The center developed an engaging social media presence, worked with the University of Maine Foundation to convene a Patrons Circle of supporters, and began publishing annual reports detailing its activities.

The second half of its initial decade saw the center receive a transformative gift from Clement (Class of 1964) and Linda McGillicuddy. The McGillicuddys had supported the center in its initial development, and in early 2017, they discussed new ideas with then-director Jennifer Moxley, professor of English. The idea Moxley proposed involved funding an undergraduate Humanities Fellows program that would offer financial support for select undergraduate students to pursue projects in the areas in which they were passionate. The discussions led to a transformative, naming gift for the center. 

Sept. 22, 2017, the center celebrated its first five years by announcing the gift and its new name — The Clement and Linda McGillicuddy Humanities Center — and launching the Fellows Program. 

The first Fellows were named in 2018, and since then 26 UMaine undergraduates have been selected for a McGillicuddy Humanities Center fellowship. The projects completed, and the professional trajectories launched by the fellowship, have already compiled an impressive record. 

Fellows have gone on to graduate study at Boston College, Harvard University and Duke University, have published chapbooks of poetry composed during the fellowship, and showcased art exhibitions. One fellow, Sarah Penney (Class of 2021), became the first alumna of the program to join the center’s Advisory Board in 2022. 

The success of the fellowship program attracted new supporters, and in spring 2021, the first Richard and Karin Anderson Fellow was named: Haley Santerre, an art major from Portland, Maine. 

In 2022, a gift from alumnus David Wiggin allowed for the support of the first Wiggin Fellow, Tom Pinette of Caribou, Maine. 

The record of the McGillicuddy Humanities Center in supporting excellence in humanities research has been reflected in additional areas. In 2021, Margo Lukens, professor of English, was awarded a National Endowment for the Humanities grant to support development of a centralized digital portal that will improve access to Wabanaki historical and cultural resources and archival collections currently distributed across UMaine and, in the future, to incorporate collections curated by several external institutions. The interdisciplinary Wabanaki Resources Portal project was originally assembled while Lukens led the Humanities Center, with the essential assistance of the center’s then humanities specialist Karen Sieber. 

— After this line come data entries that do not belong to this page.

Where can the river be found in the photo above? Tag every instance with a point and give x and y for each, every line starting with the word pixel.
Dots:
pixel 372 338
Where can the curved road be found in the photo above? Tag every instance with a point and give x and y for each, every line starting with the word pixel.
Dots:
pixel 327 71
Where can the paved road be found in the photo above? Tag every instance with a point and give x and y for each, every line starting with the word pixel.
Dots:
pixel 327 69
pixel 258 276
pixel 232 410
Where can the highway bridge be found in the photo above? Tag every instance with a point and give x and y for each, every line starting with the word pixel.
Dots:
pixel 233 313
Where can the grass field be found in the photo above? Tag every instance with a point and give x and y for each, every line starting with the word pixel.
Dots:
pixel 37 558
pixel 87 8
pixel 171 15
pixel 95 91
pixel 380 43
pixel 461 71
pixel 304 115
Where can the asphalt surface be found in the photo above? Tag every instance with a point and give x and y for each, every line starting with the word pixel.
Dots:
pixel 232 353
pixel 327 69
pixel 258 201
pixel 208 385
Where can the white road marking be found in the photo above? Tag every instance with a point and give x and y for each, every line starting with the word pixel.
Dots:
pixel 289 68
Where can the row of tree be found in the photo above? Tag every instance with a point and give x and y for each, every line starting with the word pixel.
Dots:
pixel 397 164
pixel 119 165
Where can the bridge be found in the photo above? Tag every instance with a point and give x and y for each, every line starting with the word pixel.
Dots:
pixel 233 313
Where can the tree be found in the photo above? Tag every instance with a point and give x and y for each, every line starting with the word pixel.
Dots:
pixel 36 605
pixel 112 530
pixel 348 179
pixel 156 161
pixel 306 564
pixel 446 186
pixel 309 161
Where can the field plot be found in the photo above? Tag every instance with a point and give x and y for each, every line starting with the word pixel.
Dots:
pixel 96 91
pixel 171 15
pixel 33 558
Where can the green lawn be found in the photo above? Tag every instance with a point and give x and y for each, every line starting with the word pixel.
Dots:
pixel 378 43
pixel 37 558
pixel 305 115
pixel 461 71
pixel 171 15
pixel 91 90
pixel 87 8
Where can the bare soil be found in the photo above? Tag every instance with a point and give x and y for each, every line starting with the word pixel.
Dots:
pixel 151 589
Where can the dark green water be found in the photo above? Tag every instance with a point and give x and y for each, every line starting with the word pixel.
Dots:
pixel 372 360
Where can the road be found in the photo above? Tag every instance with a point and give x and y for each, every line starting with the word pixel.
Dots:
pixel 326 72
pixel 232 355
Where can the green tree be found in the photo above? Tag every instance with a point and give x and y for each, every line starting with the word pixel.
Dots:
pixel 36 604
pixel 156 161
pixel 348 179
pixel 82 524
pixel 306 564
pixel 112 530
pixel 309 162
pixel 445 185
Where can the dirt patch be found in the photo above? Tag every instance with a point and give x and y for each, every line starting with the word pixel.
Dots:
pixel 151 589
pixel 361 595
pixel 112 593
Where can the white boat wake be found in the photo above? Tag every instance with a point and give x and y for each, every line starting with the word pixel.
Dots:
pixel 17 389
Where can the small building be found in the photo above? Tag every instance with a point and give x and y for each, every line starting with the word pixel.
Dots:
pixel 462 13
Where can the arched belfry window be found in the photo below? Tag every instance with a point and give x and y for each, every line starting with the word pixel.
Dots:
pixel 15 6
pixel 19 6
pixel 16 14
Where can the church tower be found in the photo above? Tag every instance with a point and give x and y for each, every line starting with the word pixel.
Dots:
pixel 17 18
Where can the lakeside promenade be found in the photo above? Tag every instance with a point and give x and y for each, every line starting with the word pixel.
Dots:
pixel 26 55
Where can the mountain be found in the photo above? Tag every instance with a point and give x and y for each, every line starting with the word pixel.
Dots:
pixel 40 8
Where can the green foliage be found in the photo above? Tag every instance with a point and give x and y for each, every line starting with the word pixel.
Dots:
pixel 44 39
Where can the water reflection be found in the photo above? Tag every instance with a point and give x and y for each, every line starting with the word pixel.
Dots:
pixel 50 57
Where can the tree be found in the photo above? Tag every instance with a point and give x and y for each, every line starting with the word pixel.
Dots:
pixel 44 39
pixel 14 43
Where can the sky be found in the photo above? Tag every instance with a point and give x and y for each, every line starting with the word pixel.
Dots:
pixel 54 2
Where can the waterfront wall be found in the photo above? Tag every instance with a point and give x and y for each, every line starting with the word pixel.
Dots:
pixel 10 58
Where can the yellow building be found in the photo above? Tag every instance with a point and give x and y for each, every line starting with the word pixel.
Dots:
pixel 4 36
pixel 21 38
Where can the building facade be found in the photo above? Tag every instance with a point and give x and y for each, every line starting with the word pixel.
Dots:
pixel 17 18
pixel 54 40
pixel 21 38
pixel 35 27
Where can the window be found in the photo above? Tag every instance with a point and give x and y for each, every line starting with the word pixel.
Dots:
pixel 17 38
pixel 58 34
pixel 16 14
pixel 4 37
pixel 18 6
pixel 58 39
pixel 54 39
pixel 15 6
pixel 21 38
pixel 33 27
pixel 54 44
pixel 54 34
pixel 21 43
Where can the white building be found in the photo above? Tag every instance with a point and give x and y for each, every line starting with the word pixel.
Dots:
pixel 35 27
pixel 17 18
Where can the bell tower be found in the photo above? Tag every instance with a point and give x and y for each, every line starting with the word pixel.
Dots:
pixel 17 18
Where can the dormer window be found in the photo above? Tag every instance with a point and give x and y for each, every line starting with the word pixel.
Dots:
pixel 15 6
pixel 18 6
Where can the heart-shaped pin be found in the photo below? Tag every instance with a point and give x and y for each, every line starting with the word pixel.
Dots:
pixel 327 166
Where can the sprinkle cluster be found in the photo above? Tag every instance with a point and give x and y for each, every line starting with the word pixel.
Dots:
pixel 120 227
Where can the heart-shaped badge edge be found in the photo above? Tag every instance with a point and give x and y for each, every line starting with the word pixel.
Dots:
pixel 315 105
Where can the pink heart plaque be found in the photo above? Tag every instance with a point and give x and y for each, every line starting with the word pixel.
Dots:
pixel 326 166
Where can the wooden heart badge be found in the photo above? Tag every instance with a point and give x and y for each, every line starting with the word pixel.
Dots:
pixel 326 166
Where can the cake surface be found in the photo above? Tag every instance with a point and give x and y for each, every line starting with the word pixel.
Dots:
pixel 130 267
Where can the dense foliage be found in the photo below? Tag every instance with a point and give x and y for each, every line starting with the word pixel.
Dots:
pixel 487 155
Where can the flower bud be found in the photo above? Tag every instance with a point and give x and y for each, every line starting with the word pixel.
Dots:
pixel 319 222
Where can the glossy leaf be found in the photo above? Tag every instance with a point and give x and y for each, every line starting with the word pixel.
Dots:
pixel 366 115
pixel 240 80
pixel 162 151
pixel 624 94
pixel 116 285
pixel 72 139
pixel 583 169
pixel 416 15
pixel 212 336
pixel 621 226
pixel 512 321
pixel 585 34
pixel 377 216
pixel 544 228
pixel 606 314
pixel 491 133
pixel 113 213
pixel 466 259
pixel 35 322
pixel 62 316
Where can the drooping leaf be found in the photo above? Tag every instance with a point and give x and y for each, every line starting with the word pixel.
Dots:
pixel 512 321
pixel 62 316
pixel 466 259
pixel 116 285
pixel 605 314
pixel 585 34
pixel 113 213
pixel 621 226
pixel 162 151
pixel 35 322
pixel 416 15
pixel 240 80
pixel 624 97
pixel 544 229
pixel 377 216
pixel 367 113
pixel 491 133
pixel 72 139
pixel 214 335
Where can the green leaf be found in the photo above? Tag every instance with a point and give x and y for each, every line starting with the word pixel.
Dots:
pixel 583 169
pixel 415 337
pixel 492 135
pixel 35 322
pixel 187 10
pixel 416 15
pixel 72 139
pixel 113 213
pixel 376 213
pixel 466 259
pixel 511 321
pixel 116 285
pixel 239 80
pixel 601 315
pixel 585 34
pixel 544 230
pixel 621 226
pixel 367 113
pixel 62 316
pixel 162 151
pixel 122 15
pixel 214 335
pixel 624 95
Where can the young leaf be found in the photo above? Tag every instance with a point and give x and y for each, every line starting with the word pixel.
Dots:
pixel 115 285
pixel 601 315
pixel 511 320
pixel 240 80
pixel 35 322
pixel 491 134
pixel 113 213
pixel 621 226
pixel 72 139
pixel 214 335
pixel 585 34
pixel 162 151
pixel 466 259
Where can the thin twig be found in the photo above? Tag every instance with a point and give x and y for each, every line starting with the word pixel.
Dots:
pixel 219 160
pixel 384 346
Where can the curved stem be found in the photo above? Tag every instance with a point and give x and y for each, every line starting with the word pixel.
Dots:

The Wabanaki Resources Portal project represented the center’s first successful NEH grant.

“The McGillicuddy Humanities Center supports the innovative work of our faculty and students, and shines a light on their accomplishments. It has succeeded beyond the modest ideas that a few of us kicked around well over a decade ago. I couldn’t be more proud of where the center is now and look forward to seeing how it will evolve over the next decade,” said Hecker. 

“The center’s support has been vital to the health of the humanities at UMaine,” said Emily Haddad, dean of the College of Liberal Arts and Sciences since 2014. “Thanks to the vision of Jeff Hecker and his colleagues, and to the generosity of Clem and Linda McGillicuddy, the McGillicuddy Humanities Center is a point of great pride for our campus.” 

April 10, 2022, the Center will hold the first of its 10th anniversary celebrations as part of Maine Impact Week. The public reception will feature the artworks of Delaney Burns and Haley Santerre, current MHC Fellows.  

“I’m enormously grateful to everyone — our Board of Advisors, our Faculty Advisory Group, the wonderful fellows, our former directors, the dean, our donors and supporters, and of course, Clem and Linda McGillicuddy — who played a role in establishing such a remarkable and successful first decade for the McGillicuddy Humanities Center,” said Michael Socolow, the center’s current director. “And I’m looking forward to thanking everyone and celebrating this collaborative success at our reception on April 10.”